Postpartum blues sendiri sudah dikenal sejak lama. Savage pada tahun 1875 telah
menulis refrensi di literature kedokteran mengenai suatu keadaan disforia ringan pasca
salin yang disebut sebagai milk fewer karena gejala disforia tersebut muncul bersamaan
dengan laktasi.17 Dewasa ini postpartum blues (PPB) atau serig juga disebut maternity
blues atau baby blues syndrome dimengerti sebagai suatu sindroma gangguan efek ringan
yang sering tampak dalam minggu petama setelah persalinan dan ditandai dengan gejala-
gejala seperti reaksi depresi/sedih/disforia, menangis , mudah tersinggung (iritabilitas),
cemas, labilitas perasaan, cenderung menyalahkan diri sendiri , gangguan tidur dan
gangguan nafsu makan .6 Gejala-gejala ini muncul setelah persalinan dan pada umumnya
akan menghilang dalam waktu antara beberapa jam sampai beberapa hari . Namun pada
beberapa kasus gejala-gejala tersebut terus bertahan dan baru menghilang setelah beberapa
hari, minggu atau bulan kemudian bahkan dapat berkembang menjadi keadaan yang lebih
berat. Banyak wanita sembuh dengan pengobatan yang terdiri dari terapi kelompok atau
dengan cara konseling.
1
BAB II
PEMBAHASAN
A. LATAR BELAKANG
Post partum adalah waktu yang diperlukan oleh ibu untuk memulihkan alat
kandungannya ke keadaan semula dari melahirkan bayi sampai setelah 2 jam pertama
persalinan yang berlangsung antara 6 minggu ( 42 hari ).1,3 Pengawasan dan asuhan post
partum masa nifas sangat diperlukan yang tujuannya adalah menjaga kesehatan ibu dan
bayinya, baik fisik maupun psikologis, melaksanakan sekrining yang komprehensif,
mendeteksi masalah, mengobati atau merujuk bila terjadi komplikasi pada ibu maupun
bayinya.
Baby blues syndrome, atau sering juga disebut postpartum blues adalah perasaan sedih
dan gundah yang dialami oleh sekitar 50-80% wanita setelah melahirkan bayinya. Umumnya
terjadi dalam 14 hari pertama setelah melahirkan, dan cenderung lebih buruk sekitar hari ke
tiga atau empat setelah persalinan.2,5,8,10
Reaksi emosional yang biasanya muncul pada perempuan di masa nifas pasca
melahirkan yaitu :
1. Baby blues syndrome / Postpartum blues atau Maternity blues.

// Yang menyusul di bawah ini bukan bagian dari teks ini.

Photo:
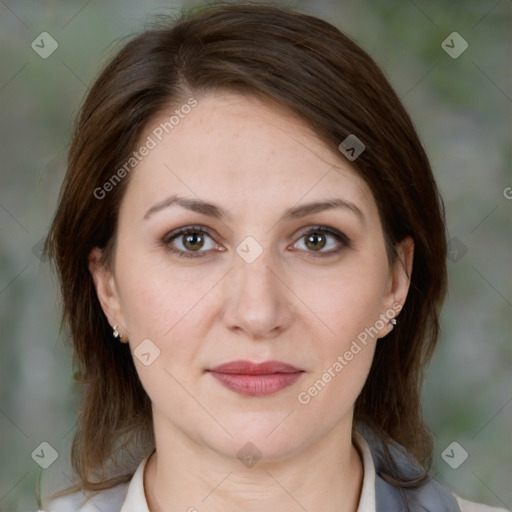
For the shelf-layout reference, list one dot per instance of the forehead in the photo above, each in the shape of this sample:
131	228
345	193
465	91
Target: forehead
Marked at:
234	147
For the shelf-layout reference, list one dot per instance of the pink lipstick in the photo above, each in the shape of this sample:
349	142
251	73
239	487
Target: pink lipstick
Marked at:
256	379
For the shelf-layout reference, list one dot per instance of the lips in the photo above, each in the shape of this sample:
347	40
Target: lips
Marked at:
256	379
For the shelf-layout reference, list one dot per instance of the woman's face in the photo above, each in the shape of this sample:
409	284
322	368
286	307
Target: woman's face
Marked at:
256	281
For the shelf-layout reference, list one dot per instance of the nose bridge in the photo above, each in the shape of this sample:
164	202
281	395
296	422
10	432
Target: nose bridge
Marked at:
257	301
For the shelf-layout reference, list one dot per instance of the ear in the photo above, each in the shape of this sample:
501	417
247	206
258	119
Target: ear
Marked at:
399	279
106	290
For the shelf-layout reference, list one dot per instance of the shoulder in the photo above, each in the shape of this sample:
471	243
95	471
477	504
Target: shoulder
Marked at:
471	506
109	500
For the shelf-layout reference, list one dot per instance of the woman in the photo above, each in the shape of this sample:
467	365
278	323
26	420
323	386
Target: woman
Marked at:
251	248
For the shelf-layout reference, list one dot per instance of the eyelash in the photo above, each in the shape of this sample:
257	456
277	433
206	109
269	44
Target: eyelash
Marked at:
169	237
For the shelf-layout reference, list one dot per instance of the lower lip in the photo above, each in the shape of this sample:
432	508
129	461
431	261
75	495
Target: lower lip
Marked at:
256	385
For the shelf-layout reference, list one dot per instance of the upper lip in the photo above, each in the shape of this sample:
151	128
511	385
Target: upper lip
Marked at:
250	368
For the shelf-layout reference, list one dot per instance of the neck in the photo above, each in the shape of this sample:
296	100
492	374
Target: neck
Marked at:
185	475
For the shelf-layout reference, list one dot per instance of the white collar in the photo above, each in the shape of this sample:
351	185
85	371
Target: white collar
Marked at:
136	498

2. Depresi pasca persalinan.
3. Psikosis pasca persalinan.
Gejala baby blues syndrome yang biasanya dialami oleh ibu setelah 3-4 hari melahirkan
namun memudar setelah beberapa minggu.7 Baby Blues Syndrome (BBS) adalah depresi
ringan yang dialami ibu setelah melahirkan. BBS juga disebut maternity
blues, atau postpartum blues. Gejalanya berupa gangguan emosi sering menangis, murung,
panik, mudah marah, dan disertai dengan gejala depresi, mood swings, gangguan tidur dan
selera makan, serta gangguan konsentrasi yang kesemuanya merupakan akibat perubahan
hormonal.7,9,10
B. FASE-FASE PERUBAHAN PSIKOLOGI PADA IBU POSTPARTUM
2
Seorang ibu yang berada pada periode pascapartum mengalami banyak perubahan
baik perubahan fisik maupun psikologi. Menurut Reva Rubin (1997) perubahan psikologi
postpartum pada seorang ibu yang baru melahirkan terbagi dalam tiga fase :
a. Fase taking in, yaitu periode ketergantungan yang berlangsung pada hari pertama
sampai hari kedua setelah melahirkan. Pada saat itu focus perhatian ibu hanya pada
dirinya sendiri, pengalaman selama proses persalinan sering berulang-ulang
diceritakannya. Hal ini membuat cenderung ibu menjadi pasif terhadap
lingkungannya.
b. Fase taking hold, yaitu periode yang berlangsung antara 3-10 hari setelah persalinan.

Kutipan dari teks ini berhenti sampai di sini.